Korea Selatan, Negara yang saat ini sedang menarik banyak perhatian. Kenapa saya memilih untuk mengangkat Negara Korea Selatan ? awalnya karena saya salah satu pecinta drama Korea, juga K-Pop dan makanan – makanan Korea, hal itulah yang menarik saya untuk memperdalam pengetahuan tentang Korea, tak hanya dari gaya hidup dan kebiasaannya, tapi juga dari segi perekonomiannya.
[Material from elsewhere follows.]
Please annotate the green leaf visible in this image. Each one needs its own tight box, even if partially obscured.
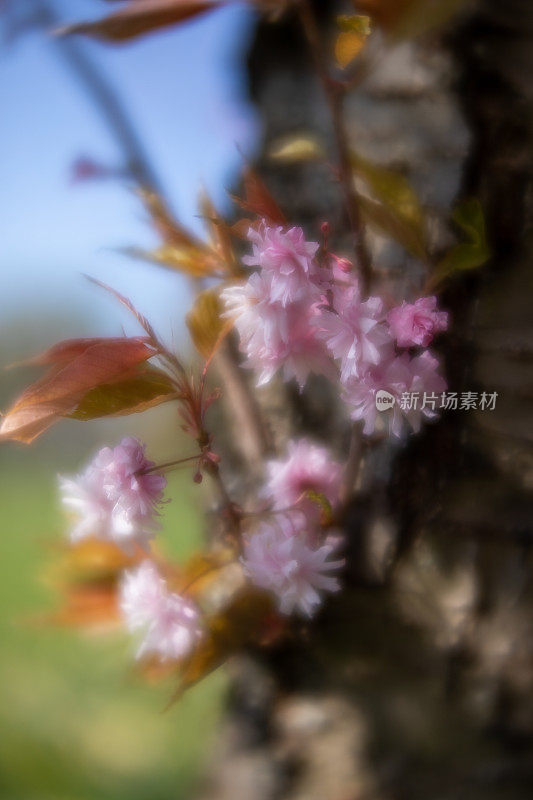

Selama lebih dari empat dekade terakhir, Korea Selatan muncul sebagai negara dengan pertumbuhan ekonomi yang signifikan dengan ekonomi industri dengan teknologi yang tinggi. Dewasa ini Korea Selatan mampu memajukan ekonominya dan menjadi negara dengan perekonomian tersukses ke-12 di dunia. Kemajuan perekonomian Korea Selatan disebabkan oleh faktor sistem pemerintah dan bisnis, termasuk kredit langsung dan restriksi impor. Pemerintah hanya meningkatkan impor terhadap bahan mentah dan teknologi daripada barang-barang konsumsi, serta menggalakkan tabungan dan investasi daripada konsumsi. Selain faktor kebijakan dan strategi pemerintah, transformasi  yang terjadi di Korea Selatan juga dipengaruhi oleh karakteristik, seperti implementasi model ekonomi berbasis perdagangan bebas, perkembangan struktur ekonomi berbasis jaringan bisnis (chaebols), dan cepatnya penciptaan kapasitas teknologi. Selain itu, adanya pengaruh budaya baik di pemerintah maupun masyarakat yang memiliki peran penting dalam kemajuan Korea Selatan, yakni Konfusianisme.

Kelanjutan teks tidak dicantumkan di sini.